Since the coma, his mother has been overprotective. She has always been supportive of his music but thought it was a phase. "Like when I told her I wanted to be an astronaut," he jokes.
It wasn't a phase. At Booker T. Washington Senior High, Black and other students would throw rap battles in the courtyard. Growing up in Overtown, he'd meet other musicians, like Fudakochi Narcisse, a soulternative artist, and Dank, another rapper who still works with Black today. Friends began calling him "Hound" because he would hound other rappers to perform with him or offer criticism.
"We'd follow some of the older guys and hang out with them," Black recalls. "They'd listen and tell me: 'You got talent.'?"
After graduating from high school, Black enlisted in the Navy. He spent the next five and a half years as a plane captain working in Virginia Beach. He met people from all over. "It gives you a broader perspective and that what goes down in your community doesn't happen everywhere," he says.

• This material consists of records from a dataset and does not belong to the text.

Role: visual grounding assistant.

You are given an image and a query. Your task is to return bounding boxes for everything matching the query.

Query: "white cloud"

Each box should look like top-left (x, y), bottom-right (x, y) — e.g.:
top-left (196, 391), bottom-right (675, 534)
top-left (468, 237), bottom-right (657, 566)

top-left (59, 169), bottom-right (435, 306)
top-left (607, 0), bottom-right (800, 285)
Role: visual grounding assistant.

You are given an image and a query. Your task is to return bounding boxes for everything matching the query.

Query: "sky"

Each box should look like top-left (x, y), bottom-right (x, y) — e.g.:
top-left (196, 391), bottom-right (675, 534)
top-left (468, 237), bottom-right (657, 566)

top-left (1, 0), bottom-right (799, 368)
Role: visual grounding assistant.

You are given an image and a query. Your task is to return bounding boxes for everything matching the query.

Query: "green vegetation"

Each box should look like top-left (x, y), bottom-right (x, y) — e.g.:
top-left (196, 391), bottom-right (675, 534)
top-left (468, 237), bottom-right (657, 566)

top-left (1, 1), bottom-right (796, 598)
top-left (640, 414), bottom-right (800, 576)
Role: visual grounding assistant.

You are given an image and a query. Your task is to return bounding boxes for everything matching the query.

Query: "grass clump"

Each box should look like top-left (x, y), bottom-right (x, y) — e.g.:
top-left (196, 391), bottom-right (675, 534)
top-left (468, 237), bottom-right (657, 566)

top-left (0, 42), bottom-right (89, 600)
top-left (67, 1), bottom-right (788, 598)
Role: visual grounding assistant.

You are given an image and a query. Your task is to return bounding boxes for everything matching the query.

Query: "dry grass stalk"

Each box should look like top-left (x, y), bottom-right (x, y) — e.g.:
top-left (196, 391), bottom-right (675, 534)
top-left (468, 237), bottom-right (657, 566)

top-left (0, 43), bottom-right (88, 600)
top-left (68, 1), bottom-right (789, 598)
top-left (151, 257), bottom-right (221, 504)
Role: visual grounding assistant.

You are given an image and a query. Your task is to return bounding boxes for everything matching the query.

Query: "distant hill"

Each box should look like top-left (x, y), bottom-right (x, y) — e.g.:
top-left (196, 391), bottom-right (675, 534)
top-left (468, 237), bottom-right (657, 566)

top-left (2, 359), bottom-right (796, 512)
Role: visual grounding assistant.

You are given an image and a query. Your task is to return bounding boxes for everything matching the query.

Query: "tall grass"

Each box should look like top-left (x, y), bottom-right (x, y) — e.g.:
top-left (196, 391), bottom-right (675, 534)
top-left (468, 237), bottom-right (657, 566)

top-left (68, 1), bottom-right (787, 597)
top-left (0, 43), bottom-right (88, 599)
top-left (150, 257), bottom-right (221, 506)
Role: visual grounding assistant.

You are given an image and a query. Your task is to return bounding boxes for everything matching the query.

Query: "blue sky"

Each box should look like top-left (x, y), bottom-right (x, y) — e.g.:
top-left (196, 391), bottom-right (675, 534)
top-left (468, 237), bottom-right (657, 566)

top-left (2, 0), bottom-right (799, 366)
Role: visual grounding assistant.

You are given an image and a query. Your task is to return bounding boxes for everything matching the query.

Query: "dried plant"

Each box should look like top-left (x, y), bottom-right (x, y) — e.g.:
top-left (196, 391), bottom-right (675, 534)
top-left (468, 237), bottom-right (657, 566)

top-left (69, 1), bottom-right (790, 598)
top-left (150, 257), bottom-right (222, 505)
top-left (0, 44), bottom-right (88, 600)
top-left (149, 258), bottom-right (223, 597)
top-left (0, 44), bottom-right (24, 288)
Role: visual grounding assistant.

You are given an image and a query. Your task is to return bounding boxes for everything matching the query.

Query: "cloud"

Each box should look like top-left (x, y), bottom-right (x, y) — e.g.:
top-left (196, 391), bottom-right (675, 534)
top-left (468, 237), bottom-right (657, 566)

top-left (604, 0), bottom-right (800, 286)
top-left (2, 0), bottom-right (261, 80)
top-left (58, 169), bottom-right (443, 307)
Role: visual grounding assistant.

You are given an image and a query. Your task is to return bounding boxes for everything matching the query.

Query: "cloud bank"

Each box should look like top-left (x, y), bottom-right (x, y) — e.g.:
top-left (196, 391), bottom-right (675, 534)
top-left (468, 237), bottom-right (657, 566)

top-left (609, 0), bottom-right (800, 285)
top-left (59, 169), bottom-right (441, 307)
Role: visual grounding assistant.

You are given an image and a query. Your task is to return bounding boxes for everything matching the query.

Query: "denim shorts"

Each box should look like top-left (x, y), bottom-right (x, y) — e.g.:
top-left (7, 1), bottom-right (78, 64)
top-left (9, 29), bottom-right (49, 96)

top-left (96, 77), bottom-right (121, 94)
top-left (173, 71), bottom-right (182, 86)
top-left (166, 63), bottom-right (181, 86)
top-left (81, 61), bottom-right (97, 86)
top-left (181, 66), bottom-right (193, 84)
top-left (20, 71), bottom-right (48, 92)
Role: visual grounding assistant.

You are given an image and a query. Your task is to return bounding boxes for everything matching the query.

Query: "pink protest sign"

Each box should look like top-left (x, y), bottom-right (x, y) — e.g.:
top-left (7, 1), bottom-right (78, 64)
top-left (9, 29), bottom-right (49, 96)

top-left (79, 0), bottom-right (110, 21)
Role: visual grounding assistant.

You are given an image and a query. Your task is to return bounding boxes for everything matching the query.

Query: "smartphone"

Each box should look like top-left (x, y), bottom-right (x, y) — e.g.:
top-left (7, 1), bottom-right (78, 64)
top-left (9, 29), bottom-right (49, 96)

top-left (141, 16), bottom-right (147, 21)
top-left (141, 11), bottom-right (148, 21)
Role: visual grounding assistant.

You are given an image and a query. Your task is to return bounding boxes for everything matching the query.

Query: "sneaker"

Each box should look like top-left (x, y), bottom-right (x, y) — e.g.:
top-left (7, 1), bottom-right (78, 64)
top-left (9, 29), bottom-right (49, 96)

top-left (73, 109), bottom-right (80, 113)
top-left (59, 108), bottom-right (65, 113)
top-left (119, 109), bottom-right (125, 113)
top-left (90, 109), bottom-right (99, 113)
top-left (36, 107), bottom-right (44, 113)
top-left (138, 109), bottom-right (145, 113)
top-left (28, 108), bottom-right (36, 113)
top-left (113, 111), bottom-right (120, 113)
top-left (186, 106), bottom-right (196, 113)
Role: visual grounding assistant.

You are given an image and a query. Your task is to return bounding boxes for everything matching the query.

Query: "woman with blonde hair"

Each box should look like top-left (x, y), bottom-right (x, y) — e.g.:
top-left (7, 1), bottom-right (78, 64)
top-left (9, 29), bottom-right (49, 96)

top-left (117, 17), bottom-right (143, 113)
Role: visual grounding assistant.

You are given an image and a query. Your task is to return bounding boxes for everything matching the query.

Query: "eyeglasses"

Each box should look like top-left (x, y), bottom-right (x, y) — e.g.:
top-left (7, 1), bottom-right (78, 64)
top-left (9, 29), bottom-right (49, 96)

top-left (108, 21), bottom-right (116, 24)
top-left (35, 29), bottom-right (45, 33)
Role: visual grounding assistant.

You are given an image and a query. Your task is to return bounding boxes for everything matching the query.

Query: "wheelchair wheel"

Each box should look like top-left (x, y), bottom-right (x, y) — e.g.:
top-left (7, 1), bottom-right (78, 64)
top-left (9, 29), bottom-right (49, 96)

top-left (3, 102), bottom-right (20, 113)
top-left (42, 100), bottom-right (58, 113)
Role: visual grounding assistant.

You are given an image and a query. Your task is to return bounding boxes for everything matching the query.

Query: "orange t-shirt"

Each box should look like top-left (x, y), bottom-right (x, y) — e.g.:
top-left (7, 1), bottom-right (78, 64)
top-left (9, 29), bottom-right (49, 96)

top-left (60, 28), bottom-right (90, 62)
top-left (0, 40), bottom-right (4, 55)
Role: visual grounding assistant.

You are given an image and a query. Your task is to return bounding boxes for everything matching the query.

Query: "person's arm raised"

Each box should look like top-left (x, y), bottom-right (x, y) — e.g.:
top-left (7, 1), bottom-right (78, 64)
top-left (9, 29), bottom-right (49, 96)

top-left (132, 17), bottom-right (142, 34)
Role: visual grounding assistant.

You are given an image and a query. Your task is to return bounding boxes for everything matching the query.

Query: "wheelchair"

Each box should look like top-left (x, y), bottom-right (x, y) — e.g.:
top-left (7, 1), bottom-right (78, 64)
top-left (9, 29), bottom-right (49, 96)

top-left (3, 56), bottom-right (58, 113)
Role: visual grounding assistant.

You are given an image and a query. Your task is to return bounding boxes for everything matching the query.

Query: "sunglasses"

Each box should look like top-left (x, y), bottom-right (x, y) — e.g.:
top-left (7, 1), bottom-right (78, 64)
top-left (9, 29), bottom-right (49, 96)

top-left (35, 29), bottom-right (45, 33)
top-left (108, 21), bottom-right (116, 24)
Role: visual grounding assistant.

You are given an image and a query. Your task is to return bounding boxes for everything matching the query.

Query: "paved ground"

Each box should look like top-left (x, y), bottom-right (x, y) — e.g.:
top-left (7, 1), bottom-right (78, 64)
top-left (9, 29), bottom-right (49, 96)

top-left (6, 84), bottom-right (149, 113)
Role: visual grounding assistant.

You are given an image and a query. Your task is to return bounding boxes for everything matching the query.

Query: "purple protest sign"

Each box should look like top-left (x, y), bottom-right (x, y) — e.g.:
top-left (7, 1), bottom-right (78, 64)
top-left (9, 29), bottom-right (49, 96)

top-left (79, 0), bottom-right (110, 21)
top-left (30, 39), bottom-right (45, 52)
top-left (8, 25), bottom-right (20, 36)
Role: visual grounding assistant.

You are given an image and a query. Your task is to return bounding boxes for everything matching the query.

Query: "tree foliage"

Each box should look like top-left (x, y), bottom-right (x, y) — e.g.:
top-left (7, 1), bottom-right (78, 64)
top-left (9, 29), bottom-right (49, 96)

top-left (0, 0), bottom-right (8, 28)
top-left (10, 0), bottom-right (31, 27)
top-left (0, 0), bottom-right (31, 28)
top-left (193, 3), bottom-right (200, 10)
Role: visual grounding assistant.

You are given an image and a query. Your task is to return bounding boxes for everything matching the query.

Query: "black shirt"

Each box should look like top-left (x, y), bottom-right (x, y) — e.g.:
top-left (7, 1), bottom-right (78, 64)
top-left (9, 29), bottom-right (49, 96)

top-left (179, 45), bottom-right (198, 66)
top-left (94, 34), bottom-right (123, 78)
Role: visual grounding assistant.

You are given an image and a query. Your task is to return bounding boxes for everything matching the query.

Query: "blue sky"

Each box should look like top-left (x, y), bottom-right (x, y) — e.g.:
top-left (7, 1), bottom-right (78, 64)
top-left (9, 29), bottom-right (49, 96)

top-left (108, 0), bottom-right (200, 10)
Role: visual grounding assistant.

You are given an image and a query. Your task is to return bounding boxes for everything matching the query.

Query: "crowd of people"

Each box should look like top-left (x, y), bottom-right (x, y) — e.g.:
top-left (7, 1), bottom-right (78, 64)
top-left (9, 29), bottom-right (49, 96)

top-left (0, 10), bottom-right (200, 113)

Even in the Navy, Black couldn't stop rapping. Working on an aircraft carrier was emotionally grueling — he witnessed a friend's decapitation in an accident involving a helicopter and watched a colleague thrown limp across the ship's deck by a plane propeller. Black slinked into his music to cope. On good days, he even competed in battles with bunkmates.
In 2004, Black returned to Overtown. He released six albums over the next six years. He didn't have money to hire a producer and instead wrote over others' beats. He released Nation's Nightmare in 2010. That year, he also produced a music video for his single "Gun Play," a track about police brutality in Overtown.
Despite the initial buzz, the album wasn't profitable, and Black moved to Central Florida for college. He studied music business.
After graduating, he was more dedicated to his music than ever. He listened to the criticism from his earlier songs. "They said I sounded too angry or monotone, that I wanted to hurt you," Black says. "That wasn't it at all. I wanted people to listen, to feel something important. No one was listening."
Now he believes they are. Black has released three albums since 2014. He hired a producer and even sells merchandise like hats and T-shirts through a company he founded, Ghetto Geekz. He's branching out and trying to write children's books and develop videogames. "Last year I felt like I got it, that I found my lane and niche."
Breaking out in Miami is especially difficult, he says. When he has performed in other cities, like Atlanta and Tallahassee, he has received immediate praise; promoters have asked him to extend his trips to perform more. "Miami is a party city that's obsessed with EDM," he says. "I can't expect clubgoers to stop what they're doing and listen to my tracks. It's a different vibe here."
Yet Black doesn't think he'll leave Overtown anytime soon. To him, it's home. Even if that means keeping a day job.